Страница 97 из 123
Под левым глазом у Эрики была ссадина. Она была бледна и тяжело дышала. Она смотрела на меня со смесью тоски и надежды.
«Держись, дитя», - сказал я по-английски. Она опустила голову и покачала, не в силах ответить.
Ганса сковали наручниками, и он еле держался на ногах. Когда куратор отпустил его, он упал на колени.
"Кто из вас хочет ее?" - спросил Осман у измученных жаждой сыновей.
Они оба сглотнули одновременно, практически пустив слюни. Хитрый старый ублюдок взвыл от радости и ударил по столу. «Вы можете сражаться за ее кости, как вы можете бороться за мои… когда я закончу с ней!»
Они оба заткнулись, уставившись на стол, гадая, как они могли придумать способ привести его в болезненное состояние.
"Итак, полковник, все в порядке?" Осман одарил Дузу маслянистой улыбкой.
«Как пожелает Аллах», - Дуза прикоснулся ко лбу в приветствии и подошел к столу. "Можно ли попросить об услуге?"
«Но спросите об этом», - сказал Осман.
«Я хочу допросить его перед казнью».
"Хммм". Осман почесал подбородок. «Я планирую передать его эль-Феддану. Когда он закончит, я не думаю, что этот сможет что-нибудь ответить. А что насчет той кучи верблюжьего навоза на полу, разве он не подойдет?»
«О, я тоже хочу его допросить».
«Что ж, вам придется довольствоваться тем, что я могу предложить, полковник. Эль-Феддану нужны упражнения. В противном случае он станет недовольным». Это вызвало у Быка взрыв смеха и даже одобрительный возглас.
Я сказал.- «Если мне придется драться с этим коровьим выменем, у тебя хотя бы будет достаточно чести, чтобы дать мне возможность пользоваться моими руками».
Это был первый раз, когда Дуза услышал, как я говорю по-арабски. Это стерло ухмылку, и мои слова не сильно повлияли на чувство юмора эль-Феддана.
«О, ты получишь руки», - усмехнулся Осман. «Вы можете использовать их для молитвы. Я даже посмотрю, что у вас есть оружие».
«Вы делаете ставки, Шик Хасан Абу Осман?» - сказал я, зная, что никогда не было араба, который не родился бы без любви к азарту. «Вы хотите, чтобы этот бык получил меня для убийства. Почему бы не превратить наш бой в убийство? Если я выиграю, мы с друзьями получим безопасный путь обратно в Ламану».

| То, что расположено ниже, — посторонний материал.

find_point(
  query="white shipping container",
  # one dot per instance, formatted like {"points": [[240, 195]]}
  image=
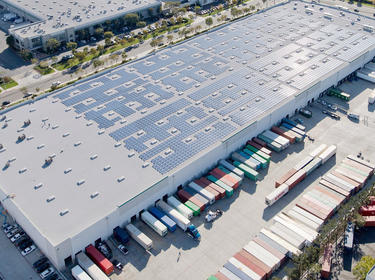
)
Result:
{"points": [[291, 249], [91, 269], [180, 207], [317, 151], [253, 275], [206, 194], [328, 153], [172, 213], [154, 223], [276, 194], [79, 274], [303, 163], [232, 168], [139, 236]]}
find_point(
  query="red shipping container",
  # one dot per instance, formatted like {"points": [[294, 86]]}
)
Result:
{"points": [[207, 182], [259, 147], [270, 249], [185, 196], [226, 178], [335, 188], [221, 276], [285, 177], [251, 265], [209, 189], [350, 181], [326, 265], [369, 221], [257, 262], [102, 262], [283, 133], [295, 179], [260, 142], [367, 210]]}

Это привело к тому, что называется беременной тишиной. Все взгляды были прикованы к голове человека, который смотрел на меня. «Знаешь, шпион-янки», - сказал он, потянув за подбородок. «Я думаю, что вы, должно быть, мужчина. Я восхищаюсь человеком, даже если он вонючий империалист. Вы можете умереть в бою».
"А если я выиграю?"
«Ты не выиграешь, но у меня нет с тобой сделки. Если Аллах каким-то невидимым ударом оставит эль-Феддану с плохой судьбой, - он закатил глаза на Быка, - тогда мы увидим». Он встал, и я увидел, какой он был коренастый старый петушок. «Приведите их», - приказал он.
Место битвы находилось за стеной на плато недалеко от того места, где мы оставили Ситроен.
Рядом стояло несколько французских джипов. На его крышах собралось столько свиты Османа, сколько было возможно, в то время как остальные, всего около двадцати человек, стояли полукругом, чтобы наблюдать за весельем. Стол был принесен, и Осман, его сыновья и Дуса сели за ним. Эрику и ее отца заставили сесть на землю.
Моих часов не было, но солнце стояло около полудня и жара была мощной. Внизу, на равнине, где кончалась зелень, были пыльные вихри. Склон обнаженной горы поднимался, и я увидел ястреба, лениво кружащего по кругу в потоках термиков. Хорошая примета. Мне она понадобился, когда я потер запястья, сгибая пальцы, возвращая им немного силы.
Я смотрел, как эль-Феддан снял куртку и обнажил торс. Затем он снял калеконы под радостные возгласы собравшейся группы. Арабский нудист, не меньше. То, что у него было внизу, было почти таким же грозным, как и то, что было наверху. Это не совсем ахиллесова пята, но я полагал, что это принесет ему столько же пользы, если я смогу приблизиться, не будучи раздавленным насмерть.
Я разделся до пояса под крики. Давид и Голиаф, но без пращи. И все же Осман не шутил по поводу оружия. Я думал, что это будет строго телесный контакт. Возможно, до этого дойдет, но прежде, чем это произошло, мне бросили тонкую сетку из пальмового волокна и обернули в нее нож с восьмидюймовым лезвием.